Surabaya, MercuryFM – Pemerintah telah mengambil kebijakan tegas dengan melarang mudik Lebaran 2021. Ini di lakukan demi mencegah penyebaran Covid-19. Akan tetapi sangat disayangkan, sebagian masyarakat Indonesia masih tetap nekat mudik di tengah kebijakan peniadaan mudik.
Antropolog dari Universitas Airlangga (Unair) Surabaya, Dr. Pinky Saptandari mengatakan, bagi masyarakat, lebaran adalah momentum spesial. Tak heran, mereka akan melakukan segala cara agar bisa merayakan Lebaran di kampung halaman.
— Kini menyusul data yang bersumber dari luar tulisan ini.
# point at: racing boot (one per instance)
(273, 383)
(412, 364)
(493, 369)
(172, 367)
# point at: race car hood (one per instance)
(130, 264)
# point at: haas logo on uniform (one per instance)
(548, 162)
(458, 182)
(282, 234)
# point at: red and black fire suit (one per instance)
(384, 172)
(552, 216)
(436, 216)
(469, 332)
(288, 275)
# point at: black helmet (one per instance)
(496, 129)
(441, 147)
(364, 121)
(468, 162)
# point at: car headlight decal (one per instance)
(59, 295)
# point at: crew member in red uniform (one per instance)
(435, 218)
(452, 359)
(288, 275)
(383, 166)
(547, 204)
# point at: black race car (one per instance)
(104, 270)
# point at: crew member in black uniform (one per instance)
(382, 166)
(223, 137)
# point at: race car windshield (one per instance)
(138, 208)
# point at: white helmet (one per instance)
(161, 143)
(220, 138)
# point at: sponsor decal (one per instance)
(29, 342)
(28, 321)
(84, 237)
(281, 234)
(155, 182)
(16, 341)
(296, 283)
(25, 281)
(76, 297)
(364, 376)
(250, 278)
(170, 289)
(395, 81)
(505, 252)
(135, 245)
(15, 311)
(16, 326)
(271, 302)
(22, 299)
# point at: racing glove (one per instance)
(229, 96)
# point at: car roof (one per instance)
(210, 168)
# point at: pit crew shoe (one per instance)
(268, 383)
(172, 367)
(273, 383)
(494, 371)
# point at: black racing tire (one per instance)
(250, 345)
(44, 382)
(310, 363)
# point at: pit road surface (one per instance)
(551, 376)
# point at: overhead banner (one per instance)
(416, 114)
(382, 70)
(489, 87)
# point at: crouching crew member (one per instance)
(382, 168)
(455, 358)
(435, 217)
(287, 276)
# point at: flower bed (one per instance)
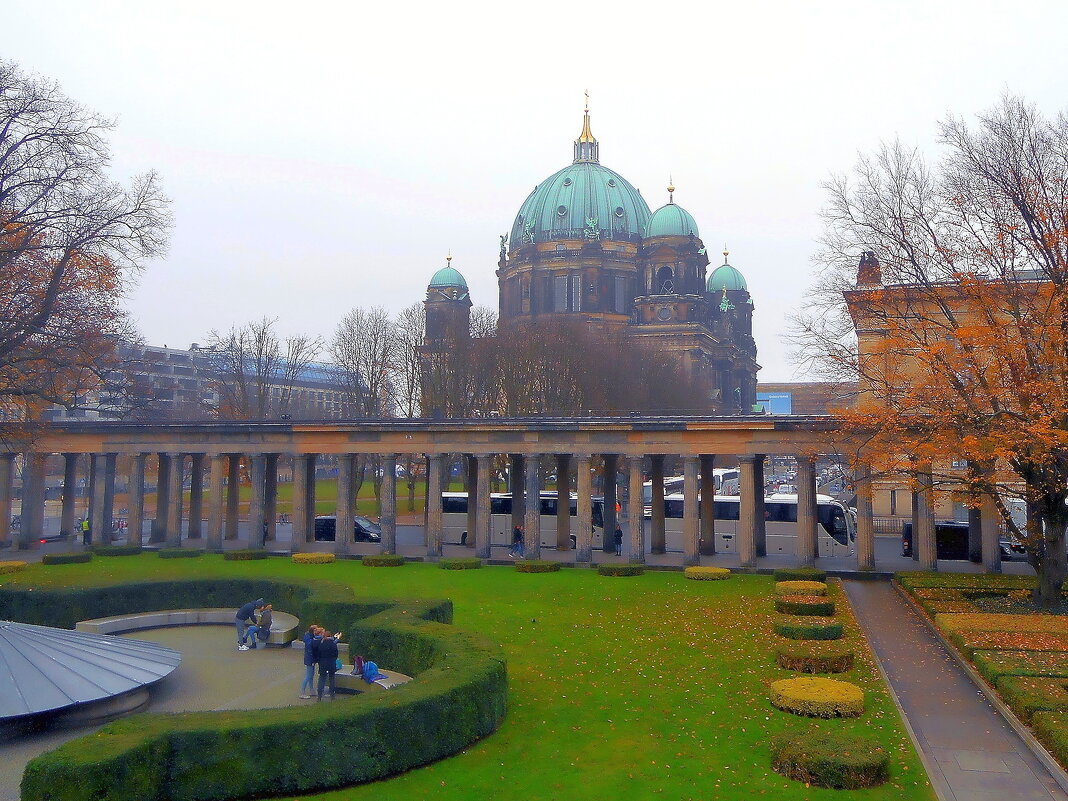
(706, 574)
(814, 696)
(830, 759)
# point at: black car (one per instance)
(364, 530)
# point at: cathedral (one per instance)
(585, 246)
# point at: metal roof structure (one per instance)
(45, 670)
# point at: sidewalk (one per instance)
(971, 753)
“Fenomena mudik hanya ada di Indonesia yang begitu kuat dan sangat penting dan lebih dari segala-galanya. Sebagian besar menganggap Idulfitri identik dengan mudik. Gara-gara nafsu mudik yang berlebihan, banyak masyarakat akhirnya nekat melakukan segala cara agar bisa berkumpul bersama keluarga di kampung halaman,” kata Pinky saat dihubungi MercuryFM via telepon di Program Lintas Kota, Selasa siang (11/5/2021).
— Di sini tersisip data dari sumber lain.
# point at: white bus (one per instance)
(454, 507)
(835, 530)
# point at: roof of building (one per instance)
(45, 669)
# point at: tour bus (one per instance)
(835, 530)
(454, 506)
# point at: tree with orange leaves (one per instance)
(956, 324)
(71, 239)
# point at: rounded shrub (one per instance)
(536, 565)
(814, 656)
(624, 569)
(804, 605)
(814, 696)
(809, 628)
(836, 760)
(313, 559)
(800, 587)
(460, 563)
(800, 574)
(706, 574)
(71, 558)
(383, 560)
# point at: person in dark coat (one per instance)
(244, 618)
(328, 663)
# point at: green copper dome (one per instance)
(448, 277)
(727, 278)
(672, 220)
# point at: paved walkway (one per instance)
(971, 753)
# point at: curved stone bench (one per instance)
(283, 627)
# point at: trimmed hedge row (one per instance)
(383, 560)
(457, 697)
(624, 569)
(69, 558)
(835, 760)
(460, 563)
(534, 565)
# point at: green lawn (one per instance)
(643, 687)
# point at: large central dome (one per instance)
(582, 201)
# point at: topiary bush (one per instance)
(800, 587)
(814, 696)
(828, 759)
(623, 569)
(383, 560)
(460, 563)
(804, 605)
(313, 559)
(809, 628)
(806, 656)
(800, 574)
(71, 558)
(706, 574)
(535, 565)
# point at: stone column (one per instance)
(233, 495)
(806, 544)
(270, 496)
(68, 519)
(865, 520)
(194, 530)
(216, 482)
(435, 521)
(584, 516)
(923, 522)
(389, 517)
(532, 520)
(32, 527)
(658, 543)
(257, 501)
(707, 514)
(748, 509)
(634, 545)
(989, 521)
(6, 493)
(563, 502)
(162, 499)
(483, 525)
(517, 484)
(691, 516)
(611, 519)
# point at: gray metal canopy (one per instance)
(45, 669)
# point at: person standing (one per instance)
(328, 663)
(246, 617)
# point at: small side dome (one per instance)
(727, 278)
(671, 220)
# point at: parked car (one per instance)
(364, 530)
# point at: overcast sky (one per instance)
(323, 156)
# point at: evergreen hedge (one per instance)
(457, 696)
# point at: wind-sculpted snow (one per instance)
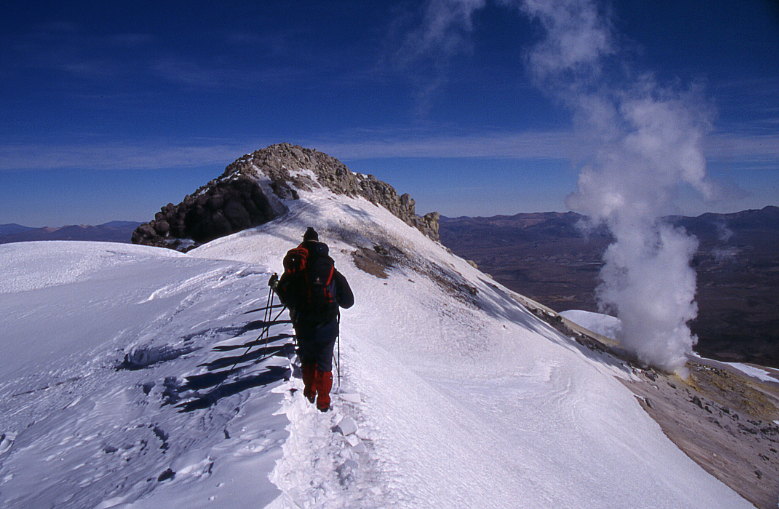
(464, 402)
(145, 382)
(78, 432)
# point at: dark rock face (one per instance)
(236, 200)
(222, 207)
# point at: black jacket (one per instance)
(343, 292)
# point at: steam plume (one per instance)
(648, 143)
(643, 141)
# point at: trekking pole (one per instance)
(267, 316)
(338, 349)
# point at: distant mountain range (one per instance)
(114, 231)
(546, 257)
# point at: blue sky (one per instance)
(112, 109)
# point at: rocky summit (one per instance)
(252, 191)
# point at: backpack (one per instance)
(311, 291)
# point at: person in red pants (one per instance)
(314, 290)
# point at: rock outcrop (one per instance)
(250, 193)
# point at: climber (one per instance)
(313, 290)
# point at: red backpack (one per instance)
(311, 289)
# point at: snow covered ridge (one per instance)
(251, 192)
(142, 380)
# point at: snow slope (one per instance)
(78, 432)
(451, 395)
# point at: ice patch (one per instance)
(760, 374)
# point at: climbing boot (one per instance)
(309, 381)
(324, 382)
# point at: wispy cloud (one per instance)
(733, 149)
(427, 49)
(522, 145)
(116, 156)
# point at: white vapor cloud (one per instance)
(641, 142)
(114, 156)
(648, 141)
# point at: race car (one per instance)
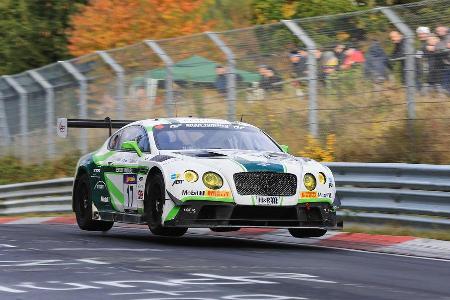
(178, 173)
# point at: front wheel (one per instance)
(83, 208)
(153, 208)
(307, 232)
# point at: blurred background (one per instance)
(344, 80)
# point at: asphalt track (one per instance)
(62, 262)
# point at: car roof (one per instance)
(158, 121)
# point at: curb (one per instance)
(402, 245)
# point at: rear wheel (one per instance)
(154, 205)
(307, 232)
(83, 207)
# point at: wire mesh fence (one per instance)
(371, 85)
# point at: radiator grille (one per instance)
(265, 183)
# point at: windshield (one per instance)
(212, 136)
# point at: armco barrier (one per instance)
(374, 193)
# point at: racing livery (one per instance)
(177, 173)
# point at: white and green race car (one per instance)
(177, 173)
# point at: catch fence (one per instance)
(385, 97)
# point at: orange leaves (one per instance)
(105, 24)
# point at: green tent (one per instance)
(194, 69)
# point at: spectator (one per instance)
(399, 51)
(299, 64)
(269, 80)
(352, 58)
(221, 80)
(444, 48)
(339, 52)
(376, 64)
(421, 63)
(435, 61)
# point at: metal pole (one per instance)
(82, 81)
(169, 74)
(312, 73)
(5, 136)
(120, 82)
(50, 110)
(410, 61)
(23, 118)
(231, 74)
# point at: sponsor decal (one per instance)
(209, 125)
(324, 195)
(100, 186)
(192, 193)
(178, 181)
(129, 178)
(189, 210)
(309, 195)
(218, 194)
(268, 200)
(175, 176)
(124, 170)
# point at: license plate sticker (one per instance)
(267, 200)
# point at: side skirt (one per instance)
(122, 217)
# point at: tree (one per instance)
(33, 32)
(105, 24)
(268, 11)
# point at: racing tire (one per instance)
(307, 232)
(224, 229)
(83, 207)
(153, 208)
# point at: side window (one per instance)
(138, 134)
(114, 142)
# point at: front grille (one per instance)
(265, 183)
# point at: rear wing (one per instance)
(63, 124)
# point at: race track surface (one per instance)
(62, 262)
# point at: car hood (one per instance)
(246, 160)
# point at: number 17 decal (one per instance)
(129, 189)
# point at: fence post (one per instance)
(50, 110)
(312, 73)
(167, 60)
(410, 60)
(231, 74)
(23, 118)
(82, 81)
(120, 82)
(5, 139)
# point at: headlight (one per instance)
(190, 176)
(212, 180)
(322, 178)
(310, 181)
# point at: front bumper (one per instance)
(213, 214)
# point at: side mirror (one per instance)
(131, 146)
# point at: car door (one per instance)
(124, 176)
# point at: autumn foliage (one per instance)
(106, 24)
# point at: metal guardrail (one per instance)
(374, 193)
Ditambahkannya, padahal mudik di tengah tingginya kasus Covid 19 di Indonesia sangat beresiko. Sebab pemudik yang sudah tiba kampung halaman punya dua pilihan, yaitu ditulari atau menularkan Covid-19. Karena itulah, kata Pinky, diperlukan ketegasan dari kepala daerah setempat untuk mengatur pemudik yang nekat tersebut.
“Kepala daerah harus bersikap tegas pada para pemudik yang lolos mudik. Di Kota Solo misalnya, kepala Dderahnya dengan tegas mewajibkan pemudik melakukan karantina,” tukas Akademisi senior FISIP Unair ini.
Karena sudah terlanjur lolos di kampung halaman, dijelaskan Pinky lagi, pemudik pun tetap wajib menerapkan protokol kesehatan dengan disiplin.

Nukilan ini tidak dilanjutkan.